Coca-Cola CEO James Quincey expressed optimism about the company’s performance, highlighting solid revenue and operating income growth in a shifting market. However, the company experienced a 1% decline in volume sales in North America, which Quincey attributed to decreased activity in away-from-home channels, including water, sports drinks, coffee, tea, and soda.
The decline in sales was somewhat balanced by the success of Fairlife milk and significant retail sales growth of its flagship soda, Coke, which ranked first and second in its category. To counteract the drop in sales, Coca-Cola is collaborating with food chains to incorporate its soda options into combo meals, including initiatives with McDonald’s to enhance its $5 meal deal.

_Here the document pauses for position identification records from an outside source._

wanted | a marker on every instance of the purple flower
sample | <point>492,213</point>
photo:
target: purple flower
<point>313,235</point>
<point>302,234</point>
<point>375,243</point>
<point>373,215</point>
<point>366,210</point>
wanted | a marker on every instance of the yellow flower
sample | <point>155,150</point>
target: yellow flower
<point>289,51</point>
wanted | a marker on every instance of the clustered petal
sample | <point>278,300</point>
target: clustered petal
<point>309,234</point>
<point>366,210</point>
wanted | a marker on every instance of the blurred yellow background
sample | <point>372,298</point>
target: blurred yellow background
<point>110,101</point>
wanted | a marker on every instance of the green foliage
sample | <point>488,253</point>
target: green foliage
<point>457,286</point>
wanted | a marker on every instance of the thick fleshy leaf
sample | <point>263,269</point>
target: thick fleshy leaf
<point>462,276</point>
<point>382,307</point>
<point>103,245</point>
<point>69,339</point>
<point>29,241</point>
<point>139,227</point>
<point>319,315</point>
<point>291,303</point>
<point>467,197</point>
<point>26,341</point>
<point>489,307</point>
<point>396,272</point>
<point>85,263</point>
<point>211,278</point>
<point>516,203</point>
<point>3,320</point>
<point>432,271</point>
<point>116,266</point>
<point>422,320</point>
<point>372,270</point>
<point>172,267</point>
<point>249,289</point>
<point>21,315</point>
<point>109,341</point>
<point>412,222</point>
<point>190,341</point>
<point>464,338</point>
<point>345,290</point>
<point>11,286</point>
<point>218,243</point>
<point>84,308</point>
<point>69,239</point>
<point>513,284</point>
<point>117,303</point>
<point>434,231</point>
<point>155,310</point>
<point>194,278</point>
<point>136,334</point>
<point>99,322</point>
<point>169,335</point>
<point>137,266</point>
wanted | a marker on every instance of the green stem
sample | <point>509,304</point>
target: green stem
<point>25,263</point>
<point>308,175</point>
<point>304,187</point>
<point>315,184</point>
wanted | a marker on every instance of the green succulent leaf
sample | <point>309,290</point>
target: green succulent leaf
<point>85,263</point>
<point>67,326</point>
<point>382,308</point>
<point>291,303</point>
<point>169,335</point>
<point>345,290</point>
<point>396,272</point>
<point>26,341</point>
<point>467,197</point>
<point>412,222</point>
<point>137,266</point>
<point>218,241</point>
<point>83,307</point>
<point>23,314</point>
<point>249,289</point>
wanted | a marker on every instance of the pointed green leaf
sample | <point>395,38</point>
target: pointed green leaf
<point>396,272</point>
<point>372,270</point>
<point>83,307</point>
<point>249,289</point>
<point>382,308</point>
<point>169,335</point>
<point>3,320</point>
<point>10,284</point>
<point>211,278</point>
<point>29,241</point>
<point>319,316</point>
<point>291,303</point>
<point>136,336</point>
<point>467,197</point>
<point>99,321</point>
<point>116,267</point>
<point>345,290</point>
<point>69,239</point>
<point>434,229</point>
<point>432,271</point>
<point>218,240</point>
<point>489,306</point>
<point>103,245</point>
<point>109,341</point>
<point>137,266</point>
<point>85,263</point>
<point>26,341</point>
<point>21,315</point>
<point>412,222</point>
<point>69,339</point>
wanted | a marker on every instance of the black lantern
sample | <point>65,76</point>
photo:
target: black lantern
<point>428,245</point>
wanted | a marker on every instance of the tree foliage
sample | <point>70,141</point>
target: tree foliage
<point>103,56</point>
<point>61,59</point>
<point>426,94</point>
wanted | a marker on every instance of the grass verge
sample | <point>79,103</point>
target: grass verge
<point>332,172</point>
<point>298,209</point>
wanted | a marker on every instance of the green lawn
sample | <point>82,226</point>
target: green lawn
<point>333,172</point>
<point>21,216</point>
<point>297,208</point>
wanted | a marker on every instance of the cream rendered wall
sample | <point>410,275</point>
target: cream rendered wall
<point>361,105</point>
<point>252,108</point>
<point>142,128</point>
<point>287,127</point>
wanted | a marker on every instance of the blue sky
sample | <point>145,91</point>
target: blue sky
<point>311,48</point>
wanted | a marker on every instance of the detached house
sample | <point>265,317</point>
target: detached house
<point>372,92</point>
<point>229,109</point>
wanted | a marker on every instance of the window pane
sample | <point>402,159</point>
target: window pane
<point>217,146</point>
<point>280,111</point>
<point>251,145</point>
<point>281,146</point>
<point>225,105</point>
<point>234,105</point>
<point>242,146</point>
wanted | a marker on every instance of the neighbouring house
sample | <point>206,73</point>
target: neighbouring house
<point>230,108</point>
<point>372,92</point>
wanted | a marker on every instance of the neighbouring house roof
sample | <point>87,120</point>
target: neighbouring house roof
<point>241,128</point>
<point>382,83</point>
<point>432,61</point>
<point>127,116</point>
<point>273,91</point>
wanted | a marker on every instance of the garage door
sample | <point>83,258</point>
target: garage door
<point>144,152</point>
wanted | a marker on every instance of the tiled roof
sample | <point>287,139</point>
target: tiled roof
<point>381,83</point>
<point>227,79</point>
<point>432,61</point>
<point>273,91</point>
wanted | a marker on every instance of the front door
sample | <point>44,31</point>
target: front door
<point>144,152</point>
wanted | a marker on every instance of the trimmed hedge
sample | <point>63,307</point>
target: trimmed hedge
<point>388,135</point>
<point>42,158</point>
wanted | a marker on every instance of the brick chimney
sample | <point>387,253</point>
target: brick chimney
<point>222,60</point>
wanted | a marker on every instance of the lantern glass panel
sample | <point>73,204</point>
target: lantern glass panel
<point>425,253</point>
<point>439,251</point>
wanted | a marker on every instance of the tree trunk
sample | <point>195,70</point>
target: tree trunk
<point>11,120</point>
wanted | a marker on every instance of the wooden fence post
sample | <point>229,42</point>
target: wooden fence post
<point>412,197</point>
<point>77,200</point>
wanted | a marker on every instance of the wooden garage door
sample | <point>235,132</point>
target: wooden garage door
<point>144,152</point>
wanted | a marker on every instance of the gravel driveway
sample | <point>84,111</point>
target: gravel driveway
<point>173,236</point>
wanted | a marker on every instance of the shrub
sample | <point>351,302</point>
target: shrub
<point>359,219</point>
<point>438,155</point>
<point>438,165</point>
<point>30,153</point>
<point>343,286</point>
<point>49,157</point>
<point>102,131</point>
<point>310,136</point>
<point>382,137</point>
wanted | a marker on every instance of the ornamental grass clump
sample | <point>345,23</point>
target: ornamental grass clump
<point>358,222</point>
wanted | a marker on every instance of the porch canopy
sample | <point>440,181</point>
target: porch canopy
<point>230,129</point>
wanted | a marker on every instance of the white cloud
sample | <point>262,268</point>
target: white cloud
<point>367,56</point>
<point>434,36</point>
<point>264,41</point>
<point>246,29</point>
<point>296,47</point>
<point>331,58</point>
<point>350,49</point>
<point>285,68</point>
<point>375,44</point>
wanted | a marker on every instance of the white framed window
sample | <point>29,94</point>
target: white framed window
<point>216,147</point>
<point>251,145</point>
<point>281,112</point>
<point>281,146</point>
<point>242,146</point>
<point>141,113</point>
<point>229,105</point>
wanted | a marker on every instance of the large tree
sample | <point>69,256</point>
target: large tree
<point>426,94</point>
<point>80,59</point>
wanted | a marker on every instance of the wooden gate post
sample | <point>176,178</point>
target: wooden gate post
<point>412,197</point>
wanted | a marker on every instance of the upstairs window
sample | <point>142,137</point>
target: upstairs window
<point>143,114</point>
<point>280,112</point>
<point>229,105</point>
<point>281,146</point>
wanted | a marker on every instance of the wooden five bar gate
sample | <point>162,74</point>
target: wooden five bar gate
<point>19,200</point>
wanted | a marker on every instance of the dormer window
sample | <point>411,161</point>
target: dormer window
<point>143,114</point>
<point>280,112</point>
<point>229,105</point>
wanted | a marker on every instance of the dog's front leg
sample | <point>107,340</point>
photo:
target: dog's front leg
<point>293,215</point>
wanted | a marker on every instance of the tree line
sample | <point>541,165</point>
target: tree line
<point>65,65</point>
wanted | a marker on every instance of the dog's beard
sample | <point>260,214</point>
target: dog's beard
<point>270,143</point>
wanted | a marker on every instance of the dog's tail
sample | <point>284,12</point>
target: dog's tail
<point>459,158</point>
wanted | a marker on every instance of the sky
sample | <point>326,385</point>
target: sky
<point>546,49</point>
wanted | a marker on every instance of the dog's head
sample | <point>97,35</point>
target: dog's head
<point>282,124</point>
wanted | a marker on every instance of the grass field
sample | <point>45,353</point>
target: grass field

Coca-Cola’s financial results exceeded Wall Street forecasts, reporting $12.4 billion in revenue for the quarter, translating to approximately $0.84 per share, versus the anticipated $11.76 billion and $0.81 per share. The company has now revised its prediction for organic revenue growth to between 9% and 10%, an increase from its earlier estimate of 8% to 9%.
Similarly, Pepsi has faced challenges in appealing to U.S. consumers who are leaning toward healthier options and weight loss products. In early July, Pepsi reported a subdued second quarter, citing several product recalls as a contributing factor to its performance.